Philadelphia Performing Arts: A String Theory Charter School occupies an eight-floor office building at 16th and Vine streets in Center City, Philadelphia.
The first seven floors contain classrooms, labs and other fairly conventional school accessories. On the eighth they’re cooking up an experiment.
On Thursday, the charter network formally unveiled Particle, a co-working space that now houses six startup companies (and, naturally, a pingpong table).
Like other co-working spaces, Particle is sleek, open and designed with a minimalist touch. Unlike other co-working spaces, Particle’s tenants don’t pay a dime. Instead they receive one-year “fellowships” that allow them to use the space for free on one condition: They have to provide some educational benefit to the school, which serves students in grades five through 12 at its Vine Street campus.
That could include designing a course or hiring students as interns.

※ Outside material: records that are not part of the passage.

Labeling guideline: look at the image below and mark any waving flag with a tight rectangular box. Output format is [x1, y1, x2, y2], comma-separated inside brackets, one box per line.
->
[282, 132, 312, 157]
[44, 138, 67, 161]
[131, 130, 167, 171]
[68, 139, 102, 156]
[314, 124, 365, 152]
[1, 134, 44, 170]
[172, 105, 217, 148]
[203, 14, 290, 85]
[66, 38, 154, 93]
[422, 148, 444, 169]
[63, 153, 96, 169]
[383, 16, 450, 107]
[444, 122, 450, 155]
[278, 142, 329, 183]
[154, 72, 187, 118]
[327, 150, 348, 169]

The companies include a hand-bag designer; a nonprofit that teaches kids to code; and a firm that created a search engine for do-gooders. Some have just one employee. Others have up to 10.
String Theory Schools (STS) co-founder and chief innovation officer Jason Corosanite thinks those opportunities will expose his students to real-world work without ever having to leave the building.
“We definitely needed some different experiences and more sophisticated experiences than just, ‘I took AP physics,'” he said.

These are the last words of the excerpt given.